Contemplating Seattle

I had crab cakes, with eggs Benedict, for breakfast in Seattle last weekend. They were browned, crunchy, breaded crab cakes with a wonderful texture like mashed potatoes inside; topped with poached eggs with those warm liquid yolks. And a pretty good, sort of nutty creamy, coffee in one of those oversize round china mugs. You know the type. You're tempted to wrap your hands around them for the comforting warmth rather than try to hold them by the handle. And in fact they are so large and bulky that you find using the handle to be uncomfortable. But the mug has got this edge that does not quite fit your lips. So you end up dribbling coffee down the mug where it dries and leaves these little tracks accusing you of being a bit sloppy, so that when you look at the mug later after it dries, you think, "I would not drink from that cold dirty mug". Or, worse yet, the coffee dribbles down your chin, the wet trickle heading for shirt or lap, and you are only a deft swipe with a napkin away from being apparently unable to even feed yourself. And you are embarrassed that as an adult you still can't drink from an awkward yet strangely comforting and at the same time, frustrating mug. This reminds me in many ways of my past marriage... Except that the waitress will always refill the mug with warmth if I ask, and with the right timing, I can enjoy the coffee and leave before the mug goes cold in my hands. Breakfast was free, the chef covered my bill, they, (the eggs) were late, because of some kind of mis-communication with the waitress. I left her a $10 tip. Feeling guilty, my favorite pastime, I left to walk over the Fremont Ave Bridge...
You know, where that life size bus stop sculpture is. The bridge superstructure is just a big curved gear rack; there is a fixed pinion gear arrangement on each side of the structure, and on both shores. The bridge halves pivot at the shoreline to lift their cantilevered ends above the channel and let the taller masted ships go by.

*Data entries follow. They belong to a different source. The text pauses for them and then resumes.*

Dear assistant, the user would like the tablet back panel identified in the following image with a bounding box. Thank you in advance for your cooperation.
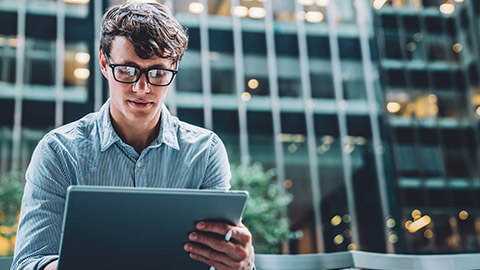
[59,187,248,270]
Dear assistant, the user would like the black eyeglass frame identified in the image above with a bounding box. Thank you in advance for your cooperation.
[103,52,178,86]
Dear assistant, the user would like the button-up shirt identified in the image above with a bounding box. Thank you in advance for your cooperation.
[12,101,231,269]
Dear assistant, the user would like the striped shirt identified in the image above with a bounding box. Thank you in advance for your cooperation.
[12,101,231,269]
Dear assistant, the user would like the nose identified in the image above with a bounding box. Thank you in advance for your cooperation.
[133,74,150,94]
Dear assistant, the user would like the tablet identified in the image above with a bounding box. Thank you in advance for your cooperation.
[58,186,248,270]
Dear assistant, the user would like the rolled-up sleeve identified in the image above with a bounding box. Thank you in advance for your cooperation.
[11,135,70,270]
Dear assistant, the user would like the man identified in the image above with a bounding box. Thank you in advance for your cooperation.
[12,2,254,270]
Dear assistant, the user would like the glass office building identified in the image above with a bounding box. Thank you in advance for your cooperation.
[0,0,480,253]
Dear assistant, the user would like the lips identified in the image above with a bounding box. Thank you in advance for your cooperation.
[127,100,153,109]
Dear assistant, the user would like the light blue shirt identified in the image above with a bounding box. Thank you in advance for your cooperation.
[12,101,231,269]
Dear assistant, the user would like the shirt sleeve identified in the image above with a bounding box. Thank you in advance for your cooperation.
[200,134,232,190]
[11,135,70,270]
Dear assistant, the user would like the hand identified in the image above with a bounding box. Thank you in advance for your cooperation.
[43,260,58,270]
[184,221,254,270]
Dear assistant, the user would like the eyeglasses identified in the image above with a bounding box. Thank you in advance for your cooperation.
[104,53,178,86]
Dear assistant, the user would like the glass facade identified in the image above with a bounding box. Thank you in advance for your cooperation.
[0,0,480,254]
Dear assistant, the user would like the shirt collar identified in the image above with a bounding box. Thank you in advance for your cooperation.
[97,99,180,152]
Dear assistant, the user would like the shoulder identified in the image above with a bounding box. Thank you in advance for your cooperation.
[177,120,221,147]
[39,113,98,151]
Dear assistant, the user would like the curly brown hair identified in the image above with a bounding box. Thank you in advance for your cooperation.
[100,2,188,62]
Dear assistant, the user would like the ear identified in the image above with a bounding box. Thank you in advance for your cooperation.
[98,51,109,80]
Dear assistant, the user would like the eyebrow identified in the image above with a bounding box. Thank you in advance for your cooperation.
[112,61,173,70]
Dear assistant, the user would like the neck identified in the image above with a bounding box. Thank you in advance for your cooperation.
[111,113,160,154]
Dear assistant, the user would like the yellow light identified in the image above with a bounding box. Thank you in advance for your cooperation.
[387,218,397,228]
[63,0,90,5]
[407,42,417,52]
[423,229,433,239]
[330,215,342,226]
[297,0,315,6]
[0,236,10,256]
[75,52,90,64]
[188,2,205,14]
[333,234,344,245]
[317,0,330,7]
[248,79,259,89]
[408,215,432,233]
[412,209,422,219]
[387,101,402,113]
[305,11,325,23]
[453,42,463,53]
[10,38,18,47]
[240,92,252,102]
[405,220,413,230]
[233,6,248,17]
[427,94,438,103]
[283,179,293,188]
[73,68,90,80]
[373,0,388,9]
[248,7,267,19]
[347,243,357,250]
[388,233,398,244]
[440,2,455,15]
[288,143,298,154]
[458,210,468,220]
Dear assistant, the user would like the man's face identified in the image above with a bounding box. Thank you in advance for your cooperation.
[100,36,176,126]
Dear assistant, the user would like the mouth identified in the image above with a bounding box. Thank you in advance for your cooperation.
[127,100,153,109]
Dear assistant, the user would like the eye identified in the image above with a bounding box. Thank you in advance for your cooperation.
[150,69,166,78]
[117,66,137,77]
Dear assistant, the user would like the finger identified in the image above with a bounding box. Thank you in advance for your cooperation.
[188,232,235,254]
[184,243,241,267]
[196,221,252,245]
[190,253,234,270]
[187,232,248,262]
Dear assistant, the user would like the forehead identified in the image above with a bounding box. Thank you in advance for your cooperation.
[110,36,173,68]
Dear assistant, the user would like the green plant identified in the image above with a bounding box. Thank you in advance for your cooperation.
[0,172,24,256]
[230,163,293,254]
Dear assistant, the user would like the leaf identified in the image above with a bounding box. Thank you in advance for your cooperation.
[230,163,295,254]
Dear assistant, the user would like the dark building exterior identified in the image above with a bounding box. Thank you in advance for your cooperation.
[0,0,480,253]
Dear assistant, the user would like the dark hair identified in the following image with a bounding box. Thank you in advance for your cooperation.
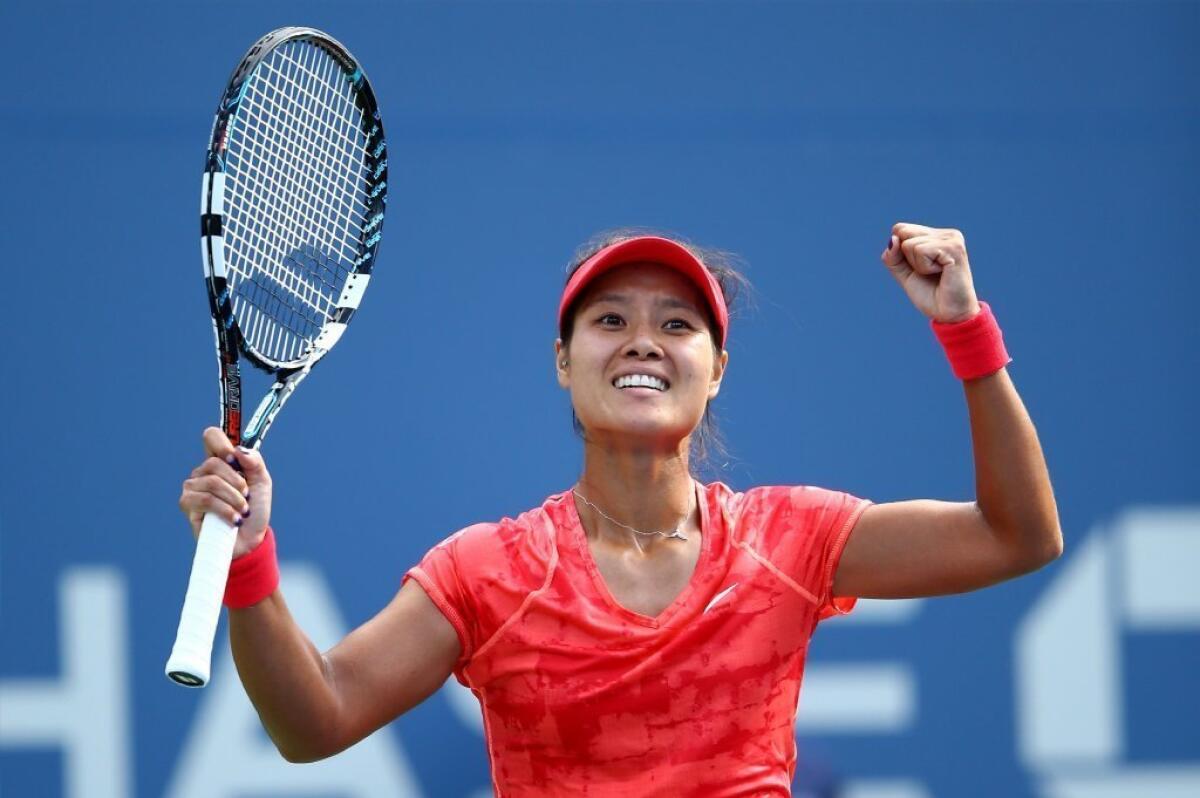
[558,227,752,470]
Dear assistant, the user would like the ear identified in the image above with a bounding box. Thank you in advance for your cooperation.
[708,349,730,401]
[554,338,571,388]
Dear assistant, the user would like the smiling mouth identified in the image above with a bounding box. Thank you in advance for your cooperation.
[612,374,671,391]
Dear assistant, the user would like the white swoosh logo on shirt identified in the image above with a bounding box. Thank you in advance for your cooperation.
[701,582,738,614]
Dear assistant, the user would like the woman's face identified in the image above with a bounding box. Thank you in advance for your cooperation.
[554,263,728,450]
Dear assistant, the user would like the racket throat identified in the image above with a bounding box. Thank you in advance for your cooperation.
[241,365,312,449]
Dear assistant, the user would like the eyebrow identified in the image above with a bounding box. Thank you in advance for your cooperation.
[588,292,700,312]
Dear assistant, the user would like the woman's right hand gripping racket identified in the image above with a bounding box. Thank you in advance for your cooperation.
[167,28,388,688]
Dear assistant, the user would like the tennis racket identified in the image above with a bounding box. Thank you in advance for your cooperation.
[167,28,388,688]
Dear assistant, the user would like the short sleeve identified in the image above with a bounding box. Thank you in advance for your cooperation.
[744,485,871,622]
[401,524,485,668]
[402,514,554,684]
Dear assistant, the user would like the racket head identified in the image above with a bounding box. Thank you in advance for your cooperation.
[200,28,388,372]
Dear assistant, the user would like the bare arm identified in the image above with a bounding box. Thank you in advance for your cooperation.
[179,427,461,762]
[833,368,1062,599]
[833,223,1063,599]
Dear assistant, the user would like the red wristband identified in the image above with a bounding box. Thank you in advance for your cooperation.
[224,527,280,610]
[930,302,1013,379]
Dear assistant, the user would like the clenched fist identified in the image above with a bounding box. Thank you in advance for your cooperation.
[179,427,271,558]
[880,222,979,323]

Arguably, an anachronism, as the Highway Bridge towers overhead just a few hundred feet away. But this old bridge is as alive as its modern replacement is dead. People drive across it’s back feeling for the shudder and listening to the whine as their tires bite into the metal deck. As they pass they see the familiar metal vertebra coated thickly with chipped green paint. Below them the bridge decking has grown shiny with the polishing of their passing tires. As comforting as a parent who does not age. And they listen for the bridge to sing to them, and are reassured by the familiar song and the gentle rocking. I have chosen to come this way, they think.
I ordered a fresh pot of tea at the coffee shop down the street from the bridge. Sat upstairs by the window and watched the traffic go by below as it queued up for the bridge. From the angle I was at, I could not see any faces, just the drivers and passengers from the shoulders down. I found myself trying to interpret complex relationships from momentary out of context views of body language. Ha, another good description of my marriage.
I realized, sitting there, that I was slowly losing substance. In the years since the end of my marriage I had become as invisible to other people as I had been to my then wife. Or maybe I always was, but had just now come to understand it. In airports I was something that handed over a boarding pass and filled a seat, handed over cash and bought a sandwich, occupied a parking spot, was ahead or behind one of the visible people in line. It suddenly occurred to me that my absence was more apparent, in many instances, than my presence. I'd imploded my existence. I'm now a crater in the ether. Walk too close to me and experience deja vu.